聞く話によると、僕達が課外授業に言ってる間に新任の教師が赴任してきたようである。
「でも、火の無い所に煙はたたないとも言うし……相応の実力はありそうだよね?」
「まぁ、そうだな。もし本当にバルゴ先生に勝ったのであれば、相当な実力者だ。
そんな教師の授業ともなれば……少しは覚悟しておいた方が良いかもしれないな」
僕が尋ねると、顎に指を添え、難しそうな表情を浮かべるベルト。
そんなベルトに対してダンテはと言うと。
「覚悟ねぇ~。確かにそれなりの覚悟は必要かもしれないけどよ。
皆が付いて行くのに必死なバルゴ先生の授業も、なんだかんだいって俺達はついて行けてるしな。

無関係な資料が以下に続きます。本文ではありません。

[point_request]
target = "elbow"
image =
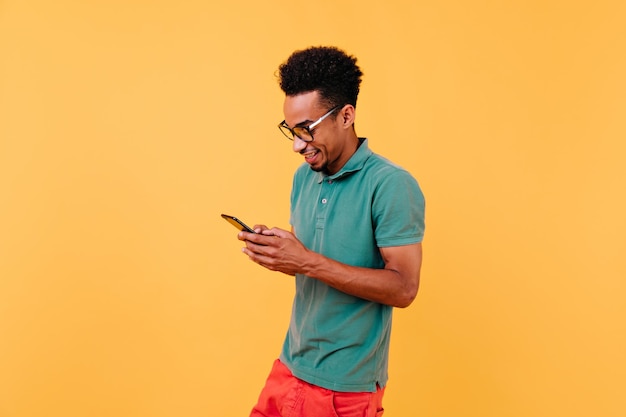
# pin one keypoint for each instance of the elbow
(408, 295)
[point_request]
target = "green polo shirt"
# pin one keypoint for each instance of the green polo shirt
(335, 340)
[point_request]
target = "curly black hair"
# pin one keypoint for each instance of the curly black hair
(325, 69)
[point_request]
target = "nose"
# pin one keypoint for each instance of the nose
(298, 144)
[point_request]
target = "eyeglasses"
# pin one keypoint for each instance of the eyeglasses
(304, 133)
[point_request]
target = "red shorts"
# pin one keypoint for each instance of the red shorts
(287, 396)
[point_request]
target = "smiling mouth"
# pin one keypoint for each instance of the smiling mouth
(309, 155)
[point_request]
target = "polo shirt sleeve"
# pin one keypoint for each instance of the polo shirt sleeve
(398, 210)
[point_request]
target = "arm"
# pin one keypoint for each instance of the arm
(395, 285)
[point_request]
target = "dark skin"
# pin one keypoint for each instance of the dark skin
(280, 250)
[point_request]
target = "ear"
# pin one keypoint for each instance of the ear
(347, 115)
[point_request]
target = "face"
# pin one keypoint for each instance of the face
(330, 150)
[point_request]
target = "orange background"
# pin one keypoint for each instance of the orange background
(127, 127)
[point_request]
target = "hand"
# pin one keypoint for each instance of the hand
(275, 249)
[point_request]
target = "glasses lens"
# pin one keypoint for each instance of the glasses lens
(286, 131)
(303, 133)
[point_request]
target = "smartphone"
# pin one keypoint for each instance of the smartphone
(237, 223)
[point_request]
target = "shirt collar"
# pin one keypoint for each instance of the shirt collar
(354, 164)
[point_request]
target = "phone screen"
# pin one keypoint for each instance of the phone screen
(237, 223)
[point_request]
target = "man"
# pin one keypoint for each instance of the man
(354, 248)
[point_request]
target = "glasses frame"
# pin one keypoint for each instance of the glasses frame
(282, 126)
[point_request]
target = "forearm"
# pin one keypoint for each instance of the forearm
(385, 286)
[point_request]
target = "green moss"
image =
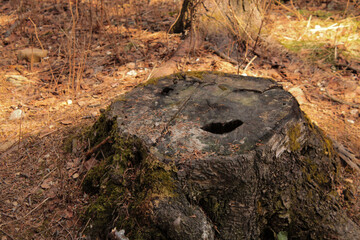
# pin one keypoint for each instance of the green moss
(125, 185)
(294, 133)
(313, 173)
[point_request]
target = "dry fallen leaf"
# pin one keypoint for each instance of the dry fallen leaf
(66, 122)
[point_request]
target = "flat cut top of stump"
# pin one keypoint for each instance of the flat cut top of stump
(196, 113)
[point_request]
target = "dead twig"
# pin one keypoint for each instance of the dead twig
(31, 211)
(327, 94)
(222, 55)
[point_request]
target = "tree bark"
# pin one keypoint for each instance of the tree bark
(204, 155)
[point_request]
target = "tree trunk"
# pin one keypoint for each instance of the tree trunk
(230, 26)
(207, 155)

それによ。あの合宿を乗り越えた俺達だったらどうとでもなるんじゃねーか?」
「まぁ、あの合宿と比べたらな……」
ダンテは随分と楽観的に考えているようで、自信に満ちた笑みを浮かべると軽い口調で話す。
……話すのだが……なんだろう?
こんなやり取りを少し前にしたような気がするのは気のせいだろうか?
そして、そのような考えに至ったのは僕だけでは無かったようで――
「あ、あれ? なんか……こんなやり取りをした覚えがあるんだけど……気のせいだよな?」
「あ、ああ、そうだな……きっと気のせいだろう」
二人は不安げな表情を浮かべると、自分に言い聞かせるような言葉を口にする。
「ま、まぁ! 深く考えても仕方が無いしよ! ドンと構えておこうぜ!」
「そ、そうだな! まさか、そんな筈は無いだろしな!」
更には、不安を振り払うように、願いにも似た言葉を口にするのだが――
「えっと、今日から体術を担当する事になったヴェルフよ。皆はウルフって呼んでね?
あっ、アル〜! 私も先生になったわよ~! ……わふふっ」
嬉しそうな表情を浮かべ、ブンブンと手を振るウルフ。
そして、そんなウルフの姿を見たのであろうダンテとベルトは、魂が抜けたかのような呆けた表情を浮かべ。
僕は僕で、思わず頬が引き攣るのを感じると、引き攣った笑顔を浮かべたまま、小さく手を振り返してしまうのだった。